Ao invés de aprofundar esta discussão, fundamental para entender as origens históricas das dificuldades infraestruturais e logísticas dessa região esquecida pelo Estado Brasileiro, por sua vez, indispensável à compreensão da gestão acadêmica, os militantes políticos preferiram cortar um pequeno trecho de longos vídeos, oriundo de extensas negociações, gravadas durante vários dias, e me caluniar, numa campanha política para reverter o resultado do recente processo de consulta à comunidade acadêmica, que redundou na minha posse. Daí, aviltando a academia e a democracia, partem para uma sistemática destruição moral de seus pretensos “inimigos”: nós, que lutamos tanto para construir esta universidade.
Tenho orgulho de termos uma universidade em que 71,89% dos estudantes são oriundos das classes C, D e E. Construímos uma universidade na qual 84,3% dos estudantes se declaram afrodescendentes, algo sem precedentes na história da educação brasileira e que, sem as políticas afirmativas não seria possível nesta etapa de nossa história.
Assumi este mandato há pouco mais de dois meses e, durante toda a eleição, defendi a excelência aliada à inclusão social e elas serão as prioridades da nossa nova gestão. Fui eleito com 88% dos votos válidos de nossa comunidade acadêmica.
Se, durante esse processo de greve, negociamos até o final com este específico grupo de estudantes, num universo de mais de 8 mil, é porque, embora minoritários, são também membros desta comunidade e devem ser tratados com respeito. Há muito que o isolamento político de tal coletivo tem os conduzido a uma progressiva e violenta escalada das agressões, ameaças e calúnias.
Ao difundirem agora a acusação de racismo como estratégia política e partidária para agredir a minha história de vida e a trajetória que construí em defesa de uma sociedade mais justa e humana, estes militantes me levam a, na qualidade de professor concursado, membro da UFRB, fazer a defesa de minha integridade e desta universidade, que, para erguer, dedicamos importante parte de nossas vidas.
A todo o momento este coletivo político assaca acusações, distorce a verdade, manipula os dados e realiza uma articulada campanha de destruição da imagem pública da UFRB.  A atitude de atacar a minha honra, após um longo processo de negociação e o fim da paralisação, não tem outro objetivo a não ser construir a fórceps uma crise permanente de modo a inviabilizar as atividades da UFRB, ao arrepio da vontade da ampla maioria da comunidade acadêmica. Não se conformam com qualquer saída negociada, tal qual a que conquistamos, querem o impasse, que não virá. 
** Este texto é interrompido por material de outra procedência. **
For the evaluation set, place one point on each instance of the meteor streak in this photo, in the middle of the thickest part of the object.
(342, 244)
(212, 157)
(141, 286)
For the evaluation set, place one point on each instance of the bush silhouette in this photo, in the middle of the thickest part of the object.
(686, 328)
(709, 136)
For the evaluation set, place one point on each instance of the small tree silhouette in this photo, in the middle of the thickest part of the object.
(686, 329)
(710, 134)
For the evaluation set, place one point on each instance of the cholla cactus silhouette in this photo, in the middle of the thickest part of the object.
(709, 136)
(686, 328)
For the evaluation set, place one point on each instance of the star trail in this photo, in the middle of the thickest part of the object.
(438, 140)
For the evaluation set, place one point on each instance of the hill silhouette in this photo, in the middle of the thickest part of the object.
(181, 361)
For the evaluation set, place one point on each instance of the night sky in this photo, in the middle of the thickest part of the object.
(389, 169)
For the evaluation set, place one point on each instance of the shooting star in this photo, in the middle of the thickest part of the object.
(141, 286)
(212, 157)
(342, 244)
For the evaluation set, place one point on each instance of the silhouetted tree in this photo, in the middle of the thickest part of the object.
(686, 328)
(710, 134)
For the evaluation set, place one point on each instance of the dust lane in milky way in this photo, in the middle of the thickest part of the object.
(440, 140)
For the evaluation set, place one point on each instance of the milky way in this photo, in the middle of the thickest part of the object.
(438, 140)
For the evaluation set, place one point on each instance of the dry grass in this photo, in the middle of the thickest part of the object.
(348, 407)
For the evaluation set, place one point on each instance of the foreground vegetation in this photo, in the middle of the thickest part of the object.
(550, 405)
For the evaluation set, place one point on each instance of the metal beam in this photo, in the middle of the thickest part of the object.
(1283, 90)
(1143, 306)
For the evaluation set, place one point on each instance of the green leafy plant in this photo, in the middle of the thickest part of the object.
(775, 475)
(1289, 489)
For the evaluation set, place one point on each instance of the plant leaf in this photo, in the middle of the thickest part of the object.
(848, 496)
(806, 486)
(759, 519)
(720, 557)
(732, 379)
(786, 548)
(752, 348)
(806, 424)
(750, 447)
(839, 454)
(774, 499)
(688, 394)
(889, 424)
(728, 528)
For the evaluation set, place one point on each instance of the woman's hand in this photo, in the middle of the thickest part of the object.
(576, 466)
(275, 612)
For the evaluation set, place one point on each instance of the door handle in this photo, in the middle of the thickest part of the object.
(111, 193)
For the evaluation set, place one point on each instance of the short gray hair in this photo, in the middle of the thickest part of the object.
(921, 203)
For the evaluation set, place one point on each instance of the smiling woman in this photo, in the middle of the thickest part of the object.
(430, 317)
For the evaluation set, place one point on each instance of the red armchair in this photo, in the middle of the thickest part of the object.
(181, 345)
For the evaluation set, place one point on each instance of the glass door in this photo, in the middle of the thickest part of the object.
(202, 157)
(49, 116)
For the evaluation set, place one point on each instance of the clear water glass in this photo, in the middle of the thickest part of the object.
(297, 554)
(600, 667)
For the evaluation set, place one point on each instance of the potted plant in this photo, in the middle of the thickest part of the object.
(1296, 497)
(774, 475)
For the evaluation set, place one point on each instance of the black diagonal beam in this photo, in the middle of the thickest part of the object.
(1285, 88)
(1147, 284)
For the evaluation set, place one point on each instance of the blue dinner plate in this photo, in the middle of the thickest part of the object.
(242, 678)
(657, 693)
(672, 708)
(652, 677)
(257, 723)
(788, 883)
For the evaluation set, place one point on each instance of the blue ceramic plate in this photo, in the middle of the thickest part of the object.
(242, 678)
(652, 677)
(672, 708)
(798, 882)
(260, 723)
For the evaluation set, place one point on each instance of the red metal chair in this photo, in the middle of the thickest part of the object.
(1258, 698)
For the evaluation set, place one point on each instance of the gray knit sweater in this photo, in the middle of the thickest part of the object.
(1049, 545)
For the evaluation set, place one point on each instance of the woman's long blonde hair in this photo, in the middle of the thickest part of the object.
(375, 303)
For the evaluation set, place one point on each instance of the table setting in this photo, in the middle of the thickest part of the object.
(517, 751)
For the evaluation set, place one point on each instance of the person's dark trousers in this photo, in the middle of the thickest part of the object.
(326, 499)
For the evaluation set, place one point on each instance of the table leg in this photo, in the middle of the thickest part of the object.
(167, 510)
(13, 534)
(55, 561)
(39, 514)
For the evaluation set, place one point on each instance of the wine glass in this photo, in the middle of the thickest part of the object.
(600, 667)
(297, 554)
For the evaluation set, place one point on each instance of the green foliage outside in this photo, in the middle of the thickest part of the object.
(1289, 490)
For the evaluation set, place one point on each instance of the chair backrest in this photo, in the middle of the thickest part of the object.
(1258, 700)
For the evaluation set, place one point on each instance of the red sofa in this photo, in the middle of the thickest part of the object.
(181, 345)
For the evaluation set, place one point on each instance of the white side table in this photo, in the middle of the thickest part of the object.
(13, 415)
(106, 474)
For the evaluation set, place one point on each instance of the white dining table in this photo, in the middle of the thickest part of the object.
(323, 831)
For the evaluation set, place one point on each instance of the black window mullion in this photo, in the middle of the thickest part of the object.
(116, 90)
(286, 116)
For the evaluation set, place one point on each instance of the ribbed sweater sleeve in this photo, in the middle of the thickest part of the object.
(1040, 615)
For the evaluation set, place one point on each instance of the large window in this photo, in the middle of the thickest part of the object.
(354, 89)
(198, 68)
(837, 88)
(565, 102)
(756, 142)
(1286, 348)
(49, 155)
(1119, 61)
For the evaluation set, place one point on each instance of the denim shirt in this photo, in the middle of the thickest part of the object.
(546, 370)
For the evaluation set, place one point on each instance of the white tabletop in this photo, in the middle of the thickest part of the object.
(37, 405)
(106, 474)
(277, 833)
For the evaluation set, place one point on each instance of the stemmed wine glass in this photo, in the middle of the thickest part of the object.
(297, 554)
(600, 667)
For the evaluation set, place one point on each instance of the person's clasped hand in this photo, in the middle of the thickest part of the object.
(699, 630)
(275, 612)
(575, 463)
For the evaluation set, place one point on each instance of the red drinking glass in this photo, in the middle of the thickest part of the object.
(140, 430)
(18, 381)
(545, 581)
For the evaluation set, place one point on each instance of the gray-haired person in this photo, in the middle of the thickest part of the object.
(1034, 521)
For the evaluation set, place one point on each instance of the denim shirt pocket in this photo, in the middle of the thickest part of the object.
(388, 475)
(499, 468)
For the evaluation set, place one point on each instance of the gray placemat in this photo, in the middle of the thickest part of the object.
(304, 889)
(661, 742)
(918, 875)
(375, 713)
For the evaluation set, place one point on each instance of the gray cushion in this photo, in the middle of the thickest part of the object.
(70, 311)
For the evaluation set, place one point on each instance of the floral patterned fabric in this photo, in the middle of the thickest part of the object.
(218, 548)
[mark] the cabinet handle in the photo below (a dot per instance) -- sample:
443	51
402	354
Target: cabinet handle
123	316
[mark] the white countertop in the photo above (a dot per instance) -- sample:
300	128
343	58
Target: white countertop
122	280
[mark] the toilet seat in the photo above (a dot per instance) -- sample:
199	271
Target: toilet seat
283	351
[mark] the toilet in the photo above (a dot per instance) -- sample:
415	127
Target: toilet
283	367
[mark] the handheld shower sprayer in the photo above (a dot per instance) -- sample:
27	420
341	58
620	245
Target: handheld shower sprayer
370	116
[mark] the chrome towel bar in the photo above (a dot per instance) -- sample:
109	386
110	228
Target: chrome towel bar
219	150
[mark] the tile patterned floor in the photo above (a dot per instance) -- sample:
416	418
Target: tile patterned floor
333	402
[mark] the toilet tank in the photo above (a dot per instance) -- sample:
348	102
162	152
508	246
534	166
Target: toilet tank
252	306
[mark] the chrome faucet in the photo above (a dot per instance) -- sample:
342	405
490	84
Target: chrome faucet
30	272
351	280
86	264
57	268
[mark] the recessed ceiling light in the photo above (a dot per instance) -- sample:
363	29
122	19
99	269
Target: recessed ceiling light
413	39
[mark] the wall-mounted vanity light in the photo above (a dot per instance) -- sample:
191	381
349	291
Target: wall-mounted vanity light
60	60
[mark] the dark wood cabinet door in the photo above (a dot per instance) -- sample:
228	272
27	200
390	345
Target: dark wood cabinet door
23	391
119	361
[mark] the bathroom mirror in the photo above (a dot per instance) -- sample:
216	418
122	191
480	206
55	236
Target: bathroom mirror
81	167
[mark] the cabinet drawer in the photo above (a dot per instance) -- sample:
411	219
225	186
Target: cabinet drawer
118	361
Em nome da minha história, do meu nome, da minha família e de todos que lutaram pela implantação da Universidade Federal do Recôncavo da Bahia, não tenho o direito de deixar de me manifestar contra essas agressões e calúnias e, desta forma, repelir veementemente este tipo de prática inquisitória e antiética
Agradeço profundamente as centenas de mensagens de indignação solidária encaminhada pelos servidores docentes, técnico-administrativos, discentes e da sociedade brasileira. Não obstante, tomarei as medidas cabíveis para impetrar ações com vistas à reparação dos danos causados à minha honra e à imagem da UFRB.